A cross-sectional descriptive study was conducted in one rural and one urban surveillance areas of Bangladesh. Patients of hypertension, COPD, and comorbidity identified in a preceding study phase were interviewed at home using a structured questionnaire to obtain information on the consequences of diseases on household livelihoods, healthcare-seeking behaviours, and coping strategies. Qualitative techniques were used for identifying key factors relating to health-seeking behaviours and for exploring in-depth responses of providers.
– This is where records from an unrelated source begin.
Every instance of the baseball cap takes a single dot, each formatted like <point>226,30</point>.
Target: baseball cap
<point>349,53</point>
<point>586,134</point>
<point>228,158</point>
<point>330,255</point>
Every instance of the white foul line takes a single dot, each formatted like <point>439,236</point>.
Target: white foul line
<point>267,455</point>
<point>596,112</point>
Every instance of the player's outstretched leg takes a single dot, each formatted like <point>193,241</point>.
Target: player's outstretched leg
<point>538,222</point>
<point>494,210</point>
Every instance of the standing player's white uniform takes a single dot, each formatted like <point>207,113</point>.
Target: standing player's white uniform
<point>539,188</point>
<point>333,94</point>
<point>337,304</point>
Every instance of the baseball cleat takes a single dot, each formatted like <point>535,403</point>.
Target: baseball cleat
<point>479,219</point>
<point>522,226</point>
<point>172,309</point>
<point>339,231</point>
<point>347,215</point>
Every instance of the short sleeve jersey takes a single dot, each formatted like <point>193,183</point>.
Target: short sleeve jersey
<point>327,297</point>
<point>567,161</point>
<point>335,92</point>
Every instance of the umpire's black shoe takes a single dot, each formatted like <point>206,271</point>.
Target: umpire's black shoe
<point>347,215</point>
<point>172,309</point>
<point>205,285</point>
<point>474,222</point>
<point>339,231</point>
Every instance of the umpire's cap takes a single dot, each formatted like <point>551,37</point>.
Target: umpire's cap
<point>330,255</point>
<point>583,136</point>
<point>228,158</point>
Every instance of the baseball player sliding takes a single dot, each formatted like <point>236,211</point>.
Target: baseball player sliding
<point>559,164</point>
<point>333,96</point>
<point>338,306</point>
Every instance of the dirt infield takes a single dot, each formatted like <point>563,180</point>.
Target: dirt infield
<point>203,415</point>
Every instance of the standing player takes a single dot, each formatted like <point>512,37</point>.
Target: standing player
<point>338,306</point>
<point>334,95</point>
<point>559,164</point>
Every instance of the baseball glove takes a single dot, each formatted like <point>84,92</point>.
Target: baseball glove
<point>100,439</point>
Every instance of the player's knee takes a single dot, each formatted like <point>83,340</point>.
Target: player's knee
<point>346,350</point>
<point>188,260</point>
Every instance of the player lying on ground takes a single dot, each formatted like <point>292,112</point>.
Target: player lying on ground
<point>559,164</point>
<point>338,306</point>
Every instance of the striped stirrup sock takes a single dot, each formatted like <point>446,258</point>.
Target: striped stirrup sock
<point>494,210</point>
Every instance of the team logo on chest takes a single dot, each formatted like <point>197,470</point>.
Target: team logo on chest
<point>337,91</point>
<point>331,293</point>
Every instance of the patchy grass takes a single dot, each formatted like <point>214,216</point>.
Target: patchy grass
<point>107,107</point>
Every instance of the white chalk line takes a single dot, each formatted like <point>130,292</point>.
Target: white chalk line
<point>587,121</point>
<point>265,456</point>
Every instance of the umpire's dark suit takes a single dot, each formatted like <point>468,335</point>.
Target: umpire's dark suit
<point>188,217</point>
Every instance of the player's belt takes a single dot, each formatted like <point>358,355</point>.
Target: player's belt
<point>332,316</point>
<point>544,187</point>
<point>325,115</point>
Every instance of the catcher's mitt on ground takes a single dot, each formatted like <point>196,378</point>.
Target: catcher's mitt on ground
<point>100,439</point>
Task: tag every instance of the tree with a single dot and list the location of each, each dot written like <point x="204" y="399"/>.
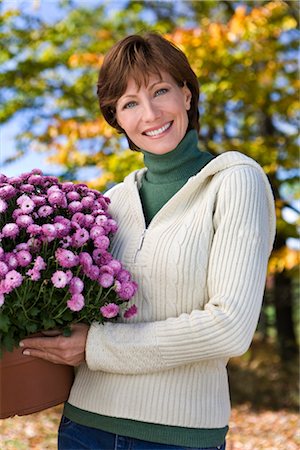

Results: COPD, hypertension, and comorbidity lowered the activities of daily living (ADL) scores. The odds ratio (OR) of ADL interruptions for comorbidity (OR: 3.04, p<0.05) was significantly higher compared to hypertension. Financial crises were reported by significantly higher number of patients suffering from COPD in the urban area than in the rural area (12.5% vs. 2.4%, p<0.01). Self-treatment during the initial stage of conditions was common among the patients. Seeking care from trained providers was higher in the urban setting and was higher for hypertension. The referral mechanism for COPD and hypertension patients was inadequate, and referral was rather absent in many cases until the severity of diseases increased.
The COPD and hypertension significantly impacted ADL and COPD impacted financial situation. Due to lack of standaredized program, the health systems in the study area are yet to ready to respond to the needs of patients with hypertension and COPD. Strengthening primary healthcare facilities with control and prevention strategies are the potential mechanisms to readiness the systems. Research to assess the effectiveness of such programs is essential before proceeding for their large-scale implementation.